We're deeply unsettled by masks, a fact that has allowed the makers of Friday the 13th Parts 1 through 7,000 to become rich. We sense that faces are incapable of lying, where words are much more slippery. You see this apprehension every time a story about veiled women arises: We may couch the argument in cultural terms, but underneath there's a suspicion of hidden motives and murky intent.

Bill C-309 isn't about citizenship ceremonies or cultural tension, it's about politics and protest. It's become increasingly common for protesters to disguise themselves with scarves or the ubiquitous Anonymous masks. During last year's Occupy Wall Street rallies, several people who had covered their faces were arrested under a little-known 167-year-old New York law that prevents two or more masked people from gathering in the same place. That law is now being challenged in court, The New York Times reported last week.
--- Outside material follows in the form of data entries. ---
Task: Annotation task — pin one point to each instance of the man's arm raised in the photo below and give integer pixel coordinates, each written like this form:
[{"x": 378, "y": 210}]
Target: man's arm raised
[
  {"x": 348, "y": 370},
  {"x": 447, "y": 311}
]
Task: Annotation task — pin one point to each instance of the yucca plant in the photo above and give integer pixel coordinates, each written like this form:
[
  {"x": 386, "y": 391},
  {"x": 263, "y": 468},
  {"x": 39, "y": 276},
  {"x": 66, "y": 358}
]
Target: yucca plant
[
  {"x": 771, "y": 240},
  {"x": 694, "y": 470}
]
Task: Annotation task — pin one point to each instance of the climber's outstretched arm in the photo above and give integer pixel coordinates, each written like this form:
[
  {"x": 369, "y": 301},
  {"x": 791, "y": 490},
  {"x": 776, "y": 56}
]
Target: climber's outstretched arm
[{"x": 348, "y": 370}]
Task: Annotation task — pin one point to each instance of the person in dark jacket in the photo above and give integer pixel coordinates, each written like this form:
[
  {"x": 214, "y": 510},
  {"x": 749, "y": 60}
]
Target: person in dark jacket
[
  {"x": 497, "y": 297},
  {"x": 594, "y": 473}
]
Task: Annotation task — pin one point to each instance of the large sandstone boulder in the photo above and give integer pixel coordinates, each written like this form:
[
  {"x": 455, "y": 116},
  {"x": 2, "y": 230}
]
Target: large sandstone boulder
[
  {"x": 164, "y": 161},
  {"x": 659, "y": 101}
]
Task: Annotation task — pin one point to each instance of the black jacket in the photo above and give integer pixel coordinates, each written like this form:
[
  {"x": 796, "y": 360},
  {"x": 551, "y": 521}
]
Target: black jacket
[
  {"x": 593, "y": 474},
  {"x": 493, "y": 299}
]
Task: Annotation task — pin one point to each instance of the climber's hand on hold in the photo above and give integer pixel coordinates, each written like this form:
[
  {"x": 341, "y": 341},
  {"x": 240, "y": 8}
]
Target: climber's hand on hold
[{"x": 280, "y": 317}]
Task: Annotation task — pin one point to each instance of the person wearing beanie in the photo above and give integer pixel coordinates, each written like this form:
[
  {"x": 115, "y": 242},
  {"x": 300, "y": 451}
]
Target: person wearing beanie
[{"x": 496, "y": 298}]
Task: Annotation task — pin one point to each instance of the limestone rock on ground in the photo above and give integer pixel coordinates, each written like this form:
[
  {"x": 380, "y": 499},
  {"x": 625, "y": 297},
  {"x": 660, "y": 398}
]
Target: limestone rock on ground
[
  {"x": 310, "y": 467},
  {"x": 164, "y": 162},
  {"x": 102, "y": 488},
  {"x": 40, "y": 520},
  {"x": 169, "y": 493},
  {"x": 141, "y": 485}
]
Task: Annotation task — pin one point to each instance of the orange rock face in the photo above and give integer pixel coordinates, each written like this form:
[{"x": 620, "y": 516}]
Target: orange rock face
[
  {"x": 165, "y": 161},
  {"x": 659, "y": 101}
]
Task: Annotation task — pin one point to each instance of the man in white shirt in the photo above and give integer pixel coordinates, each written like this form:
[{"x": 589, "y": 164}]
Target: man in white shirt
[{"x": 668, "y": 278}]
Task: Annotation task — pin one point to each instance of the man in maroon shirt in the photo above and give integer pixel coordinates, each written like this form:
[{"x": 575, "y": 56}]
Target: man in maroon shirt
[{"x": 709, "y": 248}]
In England, it's common to see signs on the doors of malls and movie theatres: Remove your hoods before entering. Hoods are not suddenly a fashion faux pas, but they do hide faces from CCTV cameras. Even if the hoodie has done nothing wrong, the assumption is that he might, in which case his face should be on camera. Increasingly, surveillance and facial-recognition technology are part of everyday life – in advertising, in retailing and, yes, in political protest. For the people watching the protesters, a hidden face is one that can't be tagged and identified. When Minnesota Senator Al Franken worried publicly about the FBI's new facial-recognition technology – that it "could be abused to identify protesters at rallies and target them for selective jailing" – was he being paranoid or prescient?

Perhaps Mr. Richards' bill will only ever be used for its expressed purpose – to deter criminal activity. Maybe it won't have a chilling effect on protest, and maybe no one will be wrongly caught in its net. But I wouldn't want to bet 10 years of my life on it.